Page MenuHomePhabricator

Q4:rack/setup/install apus-fe1003
Closed, ResolvedPublic

Description

This task will track the racking, setup, and OS installation of apus-fe1003

Hostname / Racking / Installation Details

Hostnames: apus-fe1003
Racking Proposal: If possible avoid racks containing moss-fe* nodes (D4, A2)
Networking Setup: 10G production network
OS Distro: Bookworm
Sub-team Technical Contact: @MatthewVernon

Per host setup checklist

Each host should have its own setup checklist copied and pasted into the list below.

apus-fe1003:
  • Receive in system on procurement task T388239 & in Coupa
  • Rack system with proposed racking plan (see above) & update Netbox (include all system info plus location, state of planned)
  • Run the Provision a server's network attributes Netbox script - Note that you must run the DNS and Provision cookbook after completing this step
  • Immediately run the sre.dns.netbox cookbook
  • Immediately run the sre.hosts.provision cookbook
  • Run the sre.hardware.upgrade-firmware cookbook
  • Update the operations/puppet repo - this should include updates to preseed.yaml, and site.pp with roles defined by service group: https://wikitech.wikimedia.org/wiki/SRE/Dc-operations
  • Run the sre.hosts.reimage cookbook

Event Timeline

RobH assigned this task to MatthewVernon.
RobH moved this task from Backlog to Racking Tasks on the ops-eqiad board.
RobH unsubscribed.

@MatthewVernon,

Please note the workflow for racking tasks has changed this fiscal year, and we now require the puppet updates from the sub-team receiving the new servers. This is due to the majority of DC Ops not having root/merge puppet rights.

Please update the site.pp file with the insetup role for your team (detailed on https://wikitech.wikimedia.org/wiki/SRE/Dc-operations) and add the new servers to preseed.yml for partition info.
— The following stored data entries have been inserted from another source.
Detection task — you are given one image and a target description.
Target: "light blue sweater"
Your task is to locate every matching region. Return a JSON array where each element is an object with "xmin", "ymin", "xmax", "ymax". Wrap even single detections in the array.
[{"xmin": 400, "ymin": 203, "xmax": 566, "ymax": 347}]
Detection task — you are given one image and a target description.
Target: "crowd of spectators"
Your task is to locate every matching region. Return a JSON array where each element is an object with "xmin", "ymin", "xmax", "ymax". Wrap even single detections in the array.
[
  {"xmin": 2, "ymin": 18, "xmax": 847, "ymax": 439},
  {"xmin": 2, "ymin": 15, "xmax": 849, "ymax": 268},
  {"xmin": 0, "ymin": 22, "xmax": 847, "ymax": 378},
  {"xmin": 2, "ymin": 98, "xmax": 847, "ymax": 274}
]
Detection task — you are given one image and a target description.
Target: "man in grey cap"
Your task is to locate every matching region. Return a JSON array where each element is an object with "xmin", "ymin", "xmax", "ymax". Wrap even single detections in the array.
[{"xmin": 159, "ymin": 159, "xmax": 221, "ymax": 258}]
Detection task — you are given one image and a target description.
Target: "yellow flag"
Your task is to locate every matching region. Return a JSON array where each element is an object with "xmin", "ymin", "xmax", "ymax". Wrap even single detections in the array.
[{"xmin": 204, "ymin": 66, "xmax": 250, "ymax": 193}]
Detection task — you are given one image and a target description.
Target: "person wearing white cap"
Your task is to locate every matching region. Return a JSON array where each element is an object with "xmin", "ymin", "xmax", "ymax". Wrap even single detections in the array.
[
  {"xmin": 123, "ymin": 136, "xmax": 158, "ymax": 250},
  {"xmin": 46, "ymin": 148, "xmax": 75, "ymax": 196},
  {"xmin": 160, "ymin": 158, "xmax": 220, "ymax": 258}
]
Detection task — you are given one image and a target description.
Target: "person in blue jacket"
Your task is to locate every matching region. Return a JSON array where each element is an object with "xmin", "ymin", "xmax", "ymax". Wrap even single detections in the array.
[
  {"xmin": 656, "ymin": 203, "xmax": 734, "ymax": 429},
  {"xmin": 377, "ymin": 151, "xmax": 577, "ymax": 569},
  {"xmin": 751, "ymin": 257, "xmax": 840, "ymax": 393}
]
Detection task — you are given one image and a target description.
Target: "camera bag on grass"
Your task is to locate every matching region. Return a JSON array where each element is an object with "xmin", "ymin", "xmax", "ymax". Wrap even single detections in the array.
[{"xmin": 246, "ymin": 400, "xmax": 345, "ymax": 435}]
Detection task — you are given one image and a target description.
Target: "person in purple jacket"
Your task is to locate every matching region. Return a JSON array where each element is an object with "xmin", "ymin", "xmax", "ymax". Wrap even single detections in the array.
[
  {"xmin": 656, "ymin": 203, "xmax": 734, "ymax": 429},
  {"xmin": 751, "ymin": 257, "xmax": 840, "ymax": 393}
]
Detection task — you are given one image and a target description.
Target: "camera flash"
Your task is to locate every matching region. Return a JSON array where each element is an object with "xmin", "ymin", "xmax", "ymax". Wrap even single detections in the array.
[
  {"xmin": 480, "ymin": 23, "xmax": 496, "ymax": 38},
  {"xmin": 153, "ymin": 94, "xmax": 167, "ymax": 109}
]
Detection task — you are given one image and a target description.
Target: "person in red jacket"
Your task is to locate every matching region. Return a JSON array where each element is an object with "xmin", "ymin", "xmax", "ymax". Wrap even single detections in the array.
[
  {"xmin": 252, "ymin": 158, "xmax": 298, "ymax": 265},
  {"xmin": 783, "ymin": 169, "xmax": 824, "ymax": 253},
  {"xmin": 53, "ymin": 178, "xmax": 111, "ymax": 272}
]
If possible, please reference this task number in your patch set, so it is clear when complete. Once complete, just un-assign yourself (leaving no assignee) for this task and once the hardware arrives on-sites will claim this task for racking and setup. Please don't re-subscribe me to this task unless there is a direct question for me.

Thank you!

RobH mentioned this in Unknown Object (Task).Mar 21 2025, 3:41 PM
RobH added a parent task: Unknown Object (Task).
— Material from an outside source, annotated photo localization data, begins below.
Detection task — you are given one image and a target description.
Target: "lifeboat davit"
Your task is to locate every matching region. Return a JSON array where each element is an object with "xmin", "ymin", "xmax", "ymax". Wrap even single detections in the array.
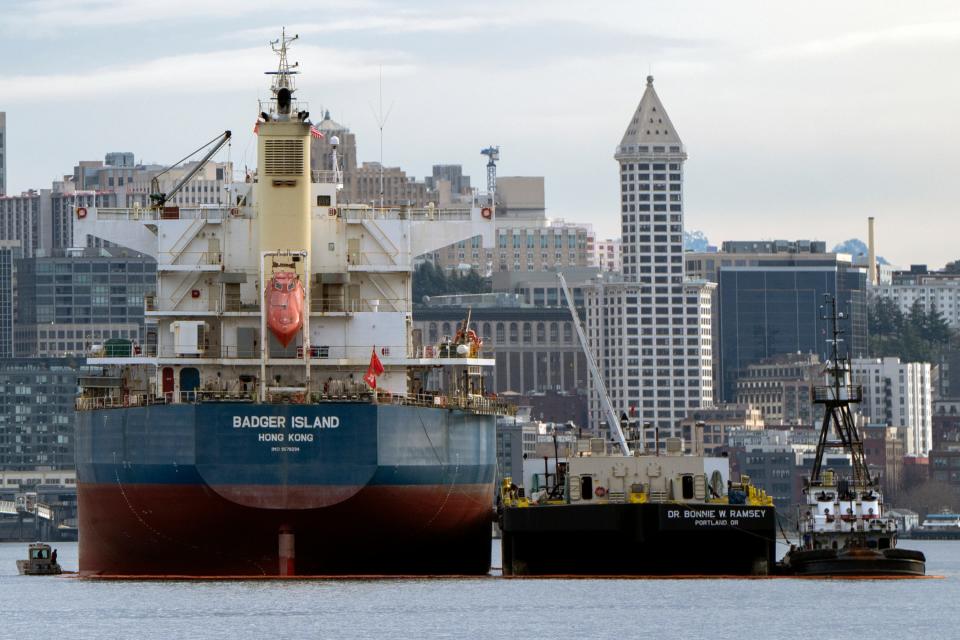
[{"xmin": 266, "ymin": 271, "xmax": 304, "ymax": 347}]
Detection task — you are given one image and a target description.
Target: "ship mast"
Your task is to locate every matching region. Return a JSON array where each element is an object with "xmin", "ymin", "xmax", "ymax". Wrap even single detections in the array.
[
  {"xmin": 810, "ymin": 295, "xmax": 872, "ymax": 489},
  {"xmin": 268, "ymin": 28, "xmax": 299, "ymax": 95}
]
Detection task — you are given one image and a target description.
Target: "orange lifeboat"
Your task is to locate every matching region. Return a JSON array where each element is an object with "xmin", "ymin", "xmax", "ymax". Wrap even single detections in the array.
[{"xmin": 266, "ymin": 271, "xmax": 304, "ymax": 347}]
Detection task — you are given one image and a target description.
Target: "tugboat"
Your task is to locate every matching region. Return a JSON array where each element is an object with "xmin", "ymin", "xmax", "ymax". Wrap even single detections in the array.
[
  {"xmin": 779, "ymin": 296, "xmax": 925, "ymax": 577},
  {"xmin": 16, "ymin": 543, "xmax": 62, "ymax": 576}
]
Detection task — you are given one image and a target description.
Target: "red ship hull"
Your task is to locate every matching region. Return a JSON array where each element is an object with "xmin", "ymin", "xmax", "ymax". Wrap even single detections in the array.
[{"xmin": 78, "ymin": 483, "xmax": 494, "ymax": 577}]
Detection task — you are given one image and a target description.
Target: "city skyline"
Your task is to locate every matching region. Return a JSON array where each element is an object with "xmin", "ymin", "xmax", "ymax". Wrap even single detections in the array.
[{"xmin": 2, "ymin": 1, "xmax": 959, "ymax": 266}]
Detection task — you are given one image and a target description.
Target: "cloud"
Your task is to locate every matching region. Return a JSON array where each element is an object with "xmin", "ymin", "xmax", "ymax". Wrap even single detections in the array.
[
  {"xmin": 232, "ymin": 14, "xmax": 520, "ymax": 41},
  {"xmin": 0, "ymin": 45, "xmax": 415, "ymax": 101},
  {"xmin": 5, "ymin": 0, "xmax": 367, "ymax": 30},
  {"xmin": 758, "ymin": 21, "xmax": 960, "ymax": 59}
]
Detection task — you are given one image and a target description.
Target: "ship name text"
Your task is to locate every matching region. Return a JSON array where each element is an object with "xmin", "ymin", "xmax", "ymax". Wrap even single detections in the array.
[{"xmin": 232, "ymin": 415, "xmax": 341, "ymax": 429}]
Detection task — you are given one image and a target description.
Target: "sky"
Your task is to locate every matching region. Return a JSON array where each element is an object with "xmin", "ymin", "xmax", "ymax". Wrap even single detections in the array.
[{"xmin": 1, "ymin": 0, "xmax": 958, "ymax": 268}]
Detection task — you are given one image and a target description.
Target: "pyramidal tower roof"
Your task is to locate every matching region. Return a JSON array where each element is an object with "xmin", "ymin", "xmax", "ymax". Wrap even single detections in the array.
[{"xmin": 619, "ymin": 76, "xmax": 682, "ymax": 148}]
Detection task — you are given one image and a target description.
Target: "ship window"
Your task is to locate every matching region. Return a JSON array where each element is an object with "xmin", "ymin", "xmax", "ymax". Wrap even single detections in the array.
[
  {"xmin": 580, "ymin": 475, "xmax": 593, "ymax": 501},
  {"xmin": 681, "ymin": 475, "xmax": 694, "ymax": 500}
]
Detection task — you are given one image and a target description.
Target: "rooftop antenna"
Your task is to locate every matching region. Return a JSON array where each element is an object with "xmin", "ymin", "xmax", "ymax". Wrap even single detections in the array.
[
  {"xmin": 369, "ymin": 67, "xmax": 394, "ymax": 209},
  {"xmin": 480, "ymin": 145, "xmax": 499, "ymax": 197}
]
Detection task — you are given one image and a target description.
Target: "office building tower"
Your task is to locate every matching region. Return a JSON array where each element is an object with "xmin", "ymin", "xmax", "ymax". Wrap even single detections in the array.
[
  {"xmin": 716, "ymin": 257, "xmax": 867, "ymax": 401},
  {"xmin": 0, "ymin": 112, "xmax": 5, "ymax": 196},
  {"xmin": 584, "ymin": 77, "xmax": 714, "ymax": 447},
  {"xmin": 852, "ymin": 357, "xmax": 933, "ymax": 456}
]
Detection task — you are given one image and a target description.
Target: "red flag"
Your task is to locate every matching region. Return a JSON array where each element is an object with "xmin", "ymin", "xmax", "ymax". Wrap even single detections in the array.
[
  {"xmin": 364, "ymin": 348, "xmax": 385, "ymax": 389},
  {"xmin": 310, "ymin": 126, "xmax": 324, "ymax": 140},
  {"xmin": 253, "ymin": 121, "xmax": 260, "ymax": 135}
]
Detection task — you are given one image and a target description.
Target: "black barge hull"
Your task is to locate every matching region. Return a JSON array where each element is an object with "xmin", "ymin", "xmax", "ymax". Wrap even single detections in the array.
[
  {"xmin": 501, "ymin": 502, "xmax": 776, "ymax": 576},
  {"xmin": 779, "ymin": 548, "xmax": 926, "ymax": 577}
]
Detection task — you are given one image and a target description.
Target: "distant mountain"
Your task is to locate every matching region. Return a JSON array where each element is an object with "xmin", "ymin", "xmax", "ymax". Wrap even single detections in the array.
[
  {"xmin": 684, "ymin": 230, "xmax": 713, "ymax": 252},
  {"xmin": 832, "ymin": 239, "xmax": 889, "ymax": 265}
]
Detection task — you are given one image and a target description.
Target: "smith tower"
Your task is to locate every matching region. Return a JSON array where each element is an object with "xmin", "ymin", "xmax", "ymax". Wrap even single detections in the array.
[
  {"xmin": 585, "ymin": 77, "xmax": 714, "ymax": 449},
  {"xmin": 617, "ymin": 76, "xmax": 684, "ymax": 283}
]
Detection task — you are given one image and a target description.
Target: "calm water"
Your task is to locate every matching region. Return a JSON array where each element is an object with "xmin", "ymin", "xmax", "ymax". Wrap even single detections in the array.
[{"xmin": 2, "ymin": 539, "xmax": 959, "ymax": 640}]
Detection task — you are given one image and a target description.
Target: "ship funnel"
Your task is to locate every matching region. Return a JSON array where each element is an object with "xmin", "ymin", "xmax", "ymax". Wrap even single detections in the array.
[{"xmin": 277, "ymin": 87, "xmax": 292, "ymax": 115}]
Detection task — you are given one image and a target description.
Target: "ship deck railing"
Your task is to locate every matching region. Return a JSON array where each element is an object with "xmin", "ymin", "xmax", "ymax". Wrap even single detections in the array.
[
  {"xmin": 812, "ymin": 384, "xmax": 863, "ymax": 403},
  {"xmin": 335, "ymin": 206, "xmax": 472, "ymax": 221},
  {"xmin": 77, "ymin": 390, "xmax": 514, "ymax": 416},
  {"xmin": 84, "ymin": 343, "xmax": 491, "ymax": 361},
  {"xmin": 93, "ymin": 206, "xmax": 233, "ymax": 221},
  {"xmin": 90, "ymin": 203, "xmax": 474, "ymax": 222}
]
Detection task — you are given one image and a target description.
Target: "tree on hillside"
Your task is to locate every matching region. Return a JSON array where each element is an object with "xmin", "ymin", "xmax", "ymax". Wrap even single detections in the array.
[
  {"xmin": 412, "ymin": 262, "xmax": 491, "ymax": 302},
  {"xmin": 896, "ymin": 480, "xmax": 960, "ymax": 517},
  {"xmin": 868, "ymin": 296, "xmax": 955, "ymax": 362}
]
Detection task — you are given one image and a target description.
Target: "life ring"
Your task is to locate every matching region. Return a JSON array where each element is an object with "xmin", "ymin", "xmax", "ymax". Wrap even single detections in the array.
[
  {"xmin": 229, "ymin": 207, "xmax": 240, "ymax": 217},
  {"xmin": 481, "ymin": 207, "xmax": 492, "ymax": 220},
  {"xmin": 76, "ymin": 207, "xmax": 88, "ymax": 219},
  {"xmin": 595, "ymin": 486, "xmax": 607, "ymax": 498}
]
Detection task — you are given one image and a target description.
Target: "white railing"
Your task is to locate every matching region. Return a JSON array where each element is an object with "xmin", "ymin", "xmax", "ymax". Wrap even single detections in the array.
[
  {"xmin": 337, "ymin": 207, "xmax": 472, "ymax": 222},
  {"xmin": 86, "ymin": 339, "xmax": 488, "ymax": 361},
  {"xmin": 77, "ymin": 389, "xmax": 515, "ymax": 416},
  {"xmin": 94, "ymin": 206, "xmax": 232, "ymax": 221},
  {"xmin": 157, "ymin": 250, "xmax": 222, "ymax": 267}
]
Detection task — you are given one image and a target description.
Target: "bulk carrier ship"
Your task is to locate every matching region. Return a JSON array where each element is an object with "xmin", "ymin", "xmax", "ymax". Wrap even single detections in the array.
[{"xmin": 73, "ymin": 32, "xmax": 508, "ymax": 577}]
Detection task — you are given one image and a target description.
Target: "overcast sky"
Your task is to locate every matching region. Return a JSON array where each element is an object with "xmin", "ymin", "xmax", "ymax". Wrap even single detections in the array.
[{"xmin": 2, "ymin": 0, "xmax": 958, "ymax": 267}]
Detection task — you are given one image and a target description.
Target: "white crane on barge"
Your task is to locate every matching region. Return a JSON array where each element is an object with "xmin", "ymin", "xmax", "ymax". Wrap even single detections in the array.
[{"xmin": 557, "ymin": 272, "xmax": 632, "ymax": 456}]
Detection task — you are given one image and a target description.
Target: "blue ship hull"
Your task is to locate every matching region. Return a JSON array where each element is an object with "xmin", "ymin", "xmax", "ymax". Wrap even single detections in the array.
[{"xmin": 76, "ymin": 402, "xmax": 496, "ymax": 576}]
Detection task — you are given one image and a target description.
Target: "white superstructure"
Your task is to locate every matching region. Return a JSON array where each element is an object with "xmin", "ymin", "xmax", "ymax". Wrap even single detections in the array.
[{"xmin": 72, "ymin": 34, "xmax": 498, "ymax": 406}]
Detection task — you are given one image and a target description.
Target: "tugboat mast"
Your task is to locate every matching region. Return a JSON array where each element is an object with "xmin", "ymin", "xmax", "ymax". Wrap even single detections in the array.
[{"xmin": 810, "ymin": 295, "xmax": 871, "ymax": 489}]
Change #1130151 had a related patch set uploaded (by MVernon; author: MVernon):

[operations/puppet@production] site/install: prep for new apus and thanosnodes

https://gerrit.wikimedia.org/r/1130151

Puppet work done, unassigning myself

Change #1130151 merged by MVernon:

[operations/puppet@production] site/install: prep for new apus and thanos nodes

https://gerrit.wikimedia.org/r/1130151

apus-fe1003
Racked and added into netbox

C2
U14

Cookbook cookbooks.sre.hosts.reimage was started by vriley@cumin1002 for host apus-fe1003.wikimedia.org with OS bookworm

Cookbook cookbooks.sre.hosts.reimage started by vriley@cumin1002 for host apus-fe1003.wikimedia.org with OS bookworm executed with errors:

  • apus-fe1003 (FAIL)
    • Removed from Puppet and PuppetDB if present and deleted any certificates
    • Removed from Debmonitor if present
    • Forced PXE for next reboot
    • Host rebooted via IPMI
    • The reimage failed, see the cookbook logs for the details. You can also try typing "sudo install-console apus-fe1003.wikimedia.org" to get a root shell, but depending on the failure this may not work.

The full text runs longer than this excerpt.